Assembly bill 897 to increase part-time professor hours

Abhiram Rishi Prattipati, Staff Reporter

De Anza College’s Academic Senate debated a resolution to increase the maximum amount of hours a part-time professor can teach from 60-67% of a full-time professor’s hours to 80-85% at the March 11 meeting.

The resolution in support of Assembly Bill 897 received six votes in favor, six votes in opposition and nine abstention votes.

The bill was first introduced by assembly member Jose Medina on Feb. 20 and would take effect in January 2020.

Academic Senate President Karen Chow said that part-time professors support this bill because it “enables part-time faculty to teach larger loads at a single college, which can be logistically and financially better.”  

Some faculty oppose it as it “might disincentivize departments and colleges to hire full-time faculty,” Chow said.  

Mylinh Pham, part-time history instructor, said “there is a notion that if I can’t get a full-time job, then I might as well maximize out.”

Foothill-De Anza Faculty Association President Tim Shively said the state encourages colleges to increase full-time faculty.

“From time to time and just this past year, the state has given colleges the money to hire full-time instructors and there is more money in line for next year on that purpose,” Shively said.

Pham said she was initially excited on the changes of AB897 but feels the changes are short-term and conflict with De Anza’s situation.

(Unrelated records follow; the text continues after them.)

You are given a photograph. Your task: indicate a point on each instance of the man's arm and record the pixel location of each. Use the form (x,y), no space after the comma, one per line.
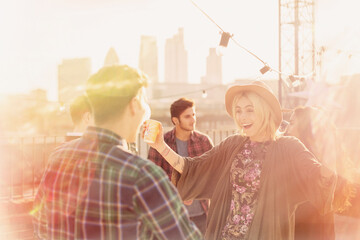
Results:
(160,208)
(174,159)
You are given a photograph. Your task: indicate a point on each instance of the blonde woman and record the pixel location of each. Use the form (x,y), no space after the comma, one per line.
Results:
(254,179)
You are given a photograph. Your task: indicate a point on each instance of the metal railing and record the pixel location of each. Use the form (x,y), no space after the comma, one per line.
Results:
(23,159)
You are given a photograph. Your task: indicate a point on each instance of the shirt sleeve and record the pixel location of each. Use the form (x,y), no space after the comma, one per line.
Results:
(39,215)
(201,174)
(159,206)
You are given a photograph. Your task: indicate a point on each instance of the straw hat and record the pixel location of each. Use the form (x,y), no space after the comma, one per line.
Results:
(259,88)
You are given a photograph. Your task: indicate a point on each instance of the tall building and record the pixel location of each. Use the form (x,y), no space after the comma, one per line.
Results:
(72,76)
(111,58)
(213,68)
(148,58)
(176,60)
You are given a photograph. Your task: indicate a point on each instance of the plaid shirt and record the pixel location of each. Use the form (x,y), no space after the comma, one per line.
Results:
(94,189)
(198,144)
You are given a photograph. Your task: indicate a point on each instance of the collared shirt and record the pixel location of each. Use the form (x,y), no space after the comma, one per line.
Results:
(198,144)
(94,189)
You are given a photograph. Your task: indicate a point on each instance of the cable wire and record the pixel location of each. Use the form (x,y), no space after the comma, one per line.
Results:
(247,50)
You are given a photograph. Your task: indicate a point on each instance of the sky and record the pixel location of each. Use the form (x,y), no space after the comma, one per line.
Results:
(37,35)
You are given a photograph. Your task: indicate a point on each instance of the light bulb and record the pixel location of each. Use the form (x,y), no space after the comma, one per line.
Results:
(220,51)
(204,94)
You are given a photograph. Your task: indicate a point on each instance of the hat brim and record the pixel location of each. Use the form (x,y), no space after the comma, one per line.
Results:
(264,93)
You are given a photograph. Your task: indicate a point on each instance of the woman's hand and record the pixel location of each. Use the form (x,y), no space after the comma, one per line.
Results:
(159,143)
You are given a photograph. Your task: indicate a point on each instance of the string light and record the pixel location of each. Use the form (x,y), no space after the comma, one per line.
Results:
(204,94)
(226,36)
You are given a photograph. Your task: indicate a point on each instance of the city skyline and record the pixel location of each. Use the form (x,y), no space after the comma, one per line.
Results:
(38,35)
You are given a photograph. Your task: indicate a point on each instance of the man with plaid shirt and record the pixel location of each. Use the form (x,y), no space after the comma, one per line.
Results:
(187,142)
(95,188)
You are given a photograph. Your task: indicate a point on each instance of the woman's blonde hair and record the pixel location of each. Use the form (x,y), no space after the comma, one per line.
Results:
(263,111)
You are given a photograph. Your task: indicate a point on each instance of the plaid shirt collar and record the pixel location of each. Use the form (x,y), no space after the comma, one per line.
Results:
(103,135)
(193,137)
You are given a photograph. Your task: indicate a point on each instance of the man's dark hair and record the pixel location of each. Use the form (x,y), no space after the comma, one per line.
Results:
(111,89)
(78,107)
(179,106)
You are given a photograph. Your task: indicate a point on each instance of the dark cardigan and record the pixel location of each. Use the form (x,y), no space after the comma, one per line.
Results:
(290,176)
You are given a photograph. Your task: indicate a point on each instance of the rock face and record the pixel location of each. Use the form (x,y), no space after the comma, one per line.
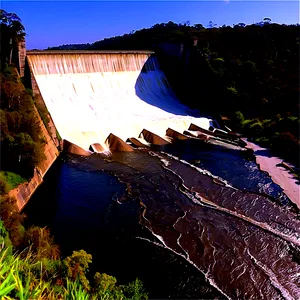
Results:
(24,191)
(176,135)
(117,144)
(74,149)
(153,138)
(96,147)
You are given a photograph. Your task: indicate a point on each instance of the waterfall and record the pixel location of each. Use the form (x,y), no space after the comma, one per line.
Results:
(92,95)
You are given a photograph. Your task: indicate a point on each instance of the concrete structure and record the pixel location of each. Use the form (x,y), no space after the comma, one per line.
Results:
(22,57)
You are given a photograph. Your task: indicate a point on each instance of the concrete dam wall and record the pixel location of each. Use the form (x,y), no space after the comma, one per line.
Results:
(91,95)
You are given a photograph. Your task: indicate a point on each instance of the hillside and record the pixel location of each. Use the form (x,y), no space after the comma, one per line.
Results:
(248,74)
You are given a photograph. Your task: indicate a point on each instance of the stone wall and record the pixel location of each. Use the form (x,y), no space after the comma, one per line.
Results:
(24,191)
(22,56)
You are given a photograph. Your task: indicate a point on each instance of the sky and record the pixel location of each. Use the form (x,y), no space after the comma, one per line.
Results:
(53,23)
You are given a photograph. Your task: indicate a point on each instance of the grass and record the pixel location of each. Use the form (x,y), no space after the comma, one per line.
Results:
(24,275)
(12,179)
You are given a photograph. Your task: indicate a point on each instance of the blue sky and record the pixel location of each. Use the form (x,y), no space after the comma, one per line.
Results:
(52,23)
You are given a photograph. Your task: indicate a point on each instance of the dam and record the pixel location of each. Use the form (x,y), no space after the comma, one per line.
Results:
(91,95)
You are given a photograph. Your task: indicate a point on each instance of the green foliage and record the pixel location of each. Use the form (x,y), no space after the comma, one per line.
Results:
(76,291)
(77,266)
(12,219)
(11,179)
(135,291)
(21,143)
(41,242)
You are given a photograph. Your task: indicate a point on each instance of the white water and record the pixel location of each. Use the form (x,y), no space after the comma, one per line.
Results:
(90,96)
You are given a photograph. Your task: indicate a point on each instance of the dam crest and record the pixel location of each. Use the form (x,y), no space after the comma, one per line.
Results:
(96,97)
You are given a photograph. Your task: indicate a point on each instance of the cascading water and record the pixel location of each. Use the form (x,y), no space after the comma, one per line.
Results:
(90,96)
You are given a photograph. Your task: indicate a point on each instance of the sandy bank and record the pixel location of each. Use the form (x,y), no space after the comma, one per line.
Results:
(280,175)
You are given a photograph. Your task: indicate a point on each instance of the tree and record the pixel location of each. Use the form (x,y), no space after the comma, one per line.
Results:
(12,32)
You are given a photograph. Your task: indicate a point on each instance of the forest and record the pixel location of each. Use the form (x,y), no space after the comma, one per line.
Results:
(31,265)
(247,75)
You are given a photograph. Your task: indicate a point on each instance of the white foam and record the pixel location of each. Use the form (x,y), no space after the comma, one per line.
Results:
(91,96)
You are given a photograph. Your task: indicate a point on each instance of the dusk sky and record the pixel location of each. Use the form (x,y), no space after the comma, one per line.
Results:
(53,23)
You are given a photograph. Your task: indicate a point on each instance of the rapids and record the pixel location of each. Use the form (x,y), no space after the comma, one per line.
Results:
(90,96)
(241,242)
(190,219)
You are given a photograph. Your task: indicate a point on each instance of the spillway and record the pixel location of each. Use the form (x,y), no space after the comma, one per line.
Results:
(93,95)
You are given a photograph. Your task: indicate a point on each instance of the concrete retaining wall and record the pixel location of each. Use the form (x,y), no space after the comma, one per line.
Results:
(24,191)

Pham said classes are distributed unevenly because full-time faculty and senior level part-time professors have more chances of getting sections which leaves new part-time professors at a disadvantage.

Shively said part-time instructors can receive a “reemployment preference” after teaching five quarters at De Anza. After this preference, professors have more chances in getting more sections.

Pham said she is concerned on how part-time faculty can earn more hours despite the recent budget cuts and enrollment declines.

“80% does not mean an increase in jobs; it is just an increase in the amount that one person can work,” said Pham. “So it’s not even a guarantee that anybody will get 80% given the limits on sections.”